Jan también se desabrochó el cinturón. Se dio la vuelta hacia Rauh y lo miró con escepticismo.

-¿Por qué me cuenta esto precisamente ahora?

-Porque hasta ayer no estaba seguro -le respondió Rauh-. Hace unos días me encontré con un viejo conocido. Vive en Kössingen pero tiene la licencia de cazador y viene mucho al bosque, a cazar. Muchas veces me ofrece carne. Bueno, quien me la ofrece en realidad es su hijo, pero la caza él. El caso es que empezamos a hablar y el tipo mencionó, como quien no quiere la cosa, que el trozo de bosque que tenía arrendado para cazar se había puesto a la venta porque su dueño había sufrido un accidente. Parecía que no iba a recuperarse nunca, pero necesitaban el dinero para pagar su tratamiento.

-Alfred Wagner -dijo Jan, pensando en lo que le había dicho antes Rauh.

Rauh asintió.

-Tras la muerte de Hartmut, su hijo heredó aquel trozo de bosque. Tuvo que vender más de la mitad para cubrir las deudas de su padre, pero aún le quedó una parte. Tenía que haberla deseado mucho, porque el banco le ofreció una buena suma de dinero a cambio.

-Dicho de otro modo: debía de tener algo lo suficientemente interesante para parecerle más valioso que el dinero -concluyó Jan.

-Evidentemente, el chico no habló de sus tierras con nadie, porque su padre le había metido en la cabeza que, si lo hacía, los comunistas irían a por él. -Rauh se inclinó un poco hacia Jan y lo miró directamente a los ojos-. En el momento en que alguien atacaba a su amigo Marenburg, yo estaba en la oficina topográfica, hablando con el jefe, que casualmente iba conmigo a clase. Le pedí que me enseñara mapas y fotografías aéreas de los bosques de Fahlenberg, principalmente del trozo que pertenecía a Wagner. Haz el favor de abrir la guantera, Jan.

Éste obedeció y sacó un cilindro transparente en el que se veían varios papeles enrollados. Los sacó y vio las líneas que demarcaban el fragmento de bosque en el que se hallaban en ese preciso momento.

-Mira la segunda hoja -dijo Rauh-. Sigue el camino.

Jan cogió la hoja a la que se refería Rauh, y reconoció el sendero que vio ahí marcado: el que salía del aparcamiento y se adentraba en el bosque, donde se bifurcaba.

Con sus uñas perfectamente cuidadas, Rauh señaló el papel.

-Mi antiguo compañero de escuela me contó algo muy interesante sobre este lugar. Algo que muy pocos ciudadanos de Fahlenberg saben: este aparcamiento existe desde hace muchos años; al principio no era más que un terreno agreste en el que apilar los troncos del bosque, pero a finales de la segunda guerra mundial lo asfaltaron y lo consideraron zona militar. Se dijo que la carretera que conducía a Kössingen iba a utilizarse como pista de despegue para los aviones militares. Algo parecido montaron a unos veinte kilómetros de aquí, cerca de la autopista. Y esta gran superficie de asfalto se convirtió en una especie de hangar, del que una parte debía de estar cubierta, probablemente con madera.
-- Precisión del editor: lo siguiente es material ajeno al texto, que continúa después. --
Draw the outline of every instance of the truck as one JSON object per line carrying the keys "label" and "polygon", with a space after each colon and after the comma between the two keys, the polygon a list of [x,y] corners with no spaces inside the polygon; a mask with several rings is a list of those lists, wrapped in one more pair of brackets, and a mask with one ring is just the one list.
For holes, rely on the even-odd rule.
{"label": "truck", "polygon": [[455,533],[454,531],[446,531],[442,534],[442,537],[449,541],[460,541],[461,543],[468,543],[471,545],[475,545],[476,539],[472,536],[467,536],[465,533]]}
Jan miró por la ventana. De pronto, aquel enorme aparcamiento en mitad del bosque adquiría una nueva luz, un nuevo sentido. Siempre había creído que se había montado allí para los guardas forestales y los turistas, tan numerosos en la zona, y que por eso se había hecho tan grande. Pero en aquel momento le pareció ver el contorno de los aviones y los hombres que trabajaron allí durante la guerra. Pilotos, soldados, controladores aéreos, radiotelegrafistas...

-La última posesión de Wagner queda justo aquí -dijo Rauh, señalando una vez más el papel-, y éste es el trozo del que Alfred no quiso desprenderse. Mucho más pequeño que el original, pero, aun así, lo bastante para...

-Creo que ya sé adónde quieres ir a parar -le interrumpió Jan, mirando hacia el bosque-. Si este aparcamiento fue en su día una base militar y un refugio para los aviones, está claro que cerca tenía que haber un cuartel para los soldados. Un... búnker.

Con la mirada aún fija en los árboles, Jan susurró su última palabra.

-Exacto -dijo Rauh, asintiendo-. Y si está bien camuflado, es lógico que los perros policía no olieran nada cuando rastrearon la zona en busca de tu hermano.

-Los que están bajo tierra -dijo Jan-. Se refería a esto. Sven debió de estar bajo tierra, en este búnker.

-Qué -dijo Rauh, sacando una linterna de la guantera-, ¿me ayudas a buscarlo?